Some of these effects include extreme heat and heat-related mortality, destructive wildfires and dwindling water resources, according to the report.

Manheim said as California begins to transition to renewable energy resources, Cal Poly should follow suit and be a leader, looking locally and statewide. 

“There’s a lot of opportunities around the Central Coast to the wind farm that’s going on [and] PG&E transitioning from nuclear power to something else in the area,” Manheim said.

According to Swartz, besides the environmental aspect of fossil fuel investment, continuing these investments is a poor economic decision.

In the 2020 Energy Outlook for BP, one of the world’s leading oil and gas companies, analysts said that the era of oil demand is over and may not return to pre-pandemic levels. 

“It subsequently recovers but never back to pre-COVID[-19] levels,” BP’s Chief Economist Spencer Dale said in a Business Standard article.

Scott Seacrest, a financial advisor with Natural Investments LLC in San Luis Obispo and advisor to the coalition, said people often inaccurately differentiate between environmental and economic interests. 

“Our economic system is based on the environment we live in,” he said. “To think that they’re separate and one can be healthy and one cannot is [inaccurate].” 

Seacrest said that the physical process of acquiring fossil fuels has become outdated and unreasonable.

“We have to go find [fossil fuels] around the world and appraise it in these inhospitable areas,” he said. “Get it out of the ground, transport it to all the gas stations and then burn it.”

Divestment Success

According to Fossil Free, a project of 350.org, more than 100 educational institutions across the country and globe have committed to partially or fully divest their holdings of fossil fuel stock from their endowments. 

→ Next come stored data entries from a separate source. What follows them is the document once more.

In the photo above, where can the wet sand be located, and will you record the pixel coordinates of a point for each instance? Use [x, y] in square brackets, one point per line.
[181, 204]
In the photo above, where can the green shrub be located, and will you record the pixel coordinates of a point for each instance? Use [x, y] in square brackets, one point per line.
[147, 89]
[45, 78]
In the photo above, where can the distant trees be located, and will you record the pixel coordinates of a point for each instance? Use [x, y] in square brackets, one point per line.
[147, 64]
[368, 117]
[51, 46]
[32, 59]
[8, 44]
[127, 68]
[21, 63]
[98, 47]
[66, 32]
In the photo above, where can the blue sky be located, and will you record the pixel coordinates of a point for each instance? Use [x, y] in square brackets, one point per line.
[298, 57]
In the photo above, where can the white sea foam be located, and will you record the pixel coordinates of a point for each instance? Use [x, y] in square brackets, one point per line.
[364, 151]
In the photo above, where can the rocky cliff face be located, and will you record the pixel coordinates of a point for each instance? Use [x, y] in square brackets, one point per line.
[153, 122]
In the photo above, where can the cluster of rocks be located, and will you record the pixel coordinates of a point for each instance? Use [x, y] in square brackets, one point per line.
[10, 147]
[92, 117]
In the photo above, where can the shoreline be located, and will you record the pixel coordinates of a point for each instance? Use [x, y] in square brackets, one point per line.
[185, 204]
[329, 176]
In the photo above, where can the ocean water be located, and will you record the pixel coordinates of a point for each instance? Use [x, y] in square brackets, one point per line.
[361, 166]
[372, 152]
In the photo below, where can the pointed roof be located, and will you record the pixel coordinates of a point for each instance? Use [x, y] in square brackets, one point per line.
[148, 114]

In May 2020, the UC system fully divested from fossil fuels and has invested over one billion dollars in clean energy projects. In February, the University of Southern California froze new investments in fossil fuels and plan to sell current fossil fuel investments over the next several years. 

Effects of Divestment

Environmental management and protection senior Hope Springer said she hopes Divest the CSU sheds light on the power of the dollar. She wants Cal Poly faculty and staff to become more aware of their investments to counter complacency. 

From this movement, Springer thinks Cal Poly can align more with its goal of being a progressive university. 

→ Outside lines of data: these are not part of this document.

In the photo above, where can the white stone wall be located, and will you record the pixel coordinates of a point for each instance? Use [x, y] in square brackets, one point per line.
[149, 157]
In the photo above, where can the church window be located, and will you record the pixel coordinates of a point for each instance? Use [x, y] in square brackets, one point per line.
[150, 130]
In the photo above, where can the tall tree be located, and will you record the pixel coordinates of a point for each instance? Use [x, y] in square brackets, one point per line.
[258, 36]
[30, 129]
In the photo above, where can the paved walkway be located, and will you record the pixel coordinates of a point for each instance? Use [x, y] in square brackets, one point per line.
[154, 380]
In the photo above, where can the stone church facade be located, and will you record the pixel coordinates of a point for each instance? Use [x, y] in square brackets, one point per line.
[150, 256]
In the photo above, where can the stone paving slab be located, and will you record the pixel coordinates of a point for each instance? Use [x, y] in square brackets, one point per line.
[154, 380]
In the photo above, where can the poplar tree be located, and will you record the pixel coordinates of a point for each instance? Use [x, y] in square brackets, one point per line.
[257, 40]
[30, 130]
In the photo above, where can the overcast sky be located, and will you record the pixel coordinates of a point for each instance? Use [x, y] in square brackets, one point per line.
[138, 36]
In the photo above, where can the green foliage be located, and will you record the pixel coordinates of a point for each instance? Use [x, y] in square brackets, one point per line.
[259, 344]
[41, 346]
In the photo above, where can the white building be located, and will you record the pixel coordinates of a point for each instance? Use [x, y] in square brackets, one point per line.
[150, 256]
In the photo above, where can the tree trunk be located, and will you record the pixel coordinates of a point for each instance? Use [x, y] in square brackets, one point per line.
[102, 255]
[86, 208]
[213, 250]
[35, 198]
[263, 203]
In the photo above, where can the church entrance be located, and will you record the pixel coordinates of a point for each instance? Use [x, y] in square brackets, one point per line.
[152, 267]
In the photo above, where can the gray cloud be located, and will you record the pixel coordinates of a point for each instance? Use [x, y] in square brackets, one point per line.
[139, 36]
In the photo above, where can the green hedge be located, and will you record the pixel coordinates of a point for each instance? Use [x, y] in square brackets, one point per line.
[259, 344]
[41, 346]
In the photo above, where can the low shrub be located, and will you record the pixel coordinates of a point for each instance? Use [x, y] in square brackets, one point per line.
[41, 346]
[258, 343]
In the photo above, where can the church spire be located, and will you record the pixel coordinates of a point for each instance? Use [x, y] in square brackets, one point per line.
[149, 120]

“Cal Poly obviously has had many [diversity] issues, and maybe they could improve themselves by doing something for sustainability,” she said. 

After seeing universities, churches, governments, even the city of San Luis Obispo choosing to divest from fossil fuels, it begs the question, “Why?” Trautman said. 

The public perception around the fossil fuel industry and its role in society needs to change, he said.

“Divestment is a great way [to] use our voice as students and leverage our power as students to make our concerns [for the future known]—that if we continue on the route that we have been on, the future is grim indeed,” Trautman said.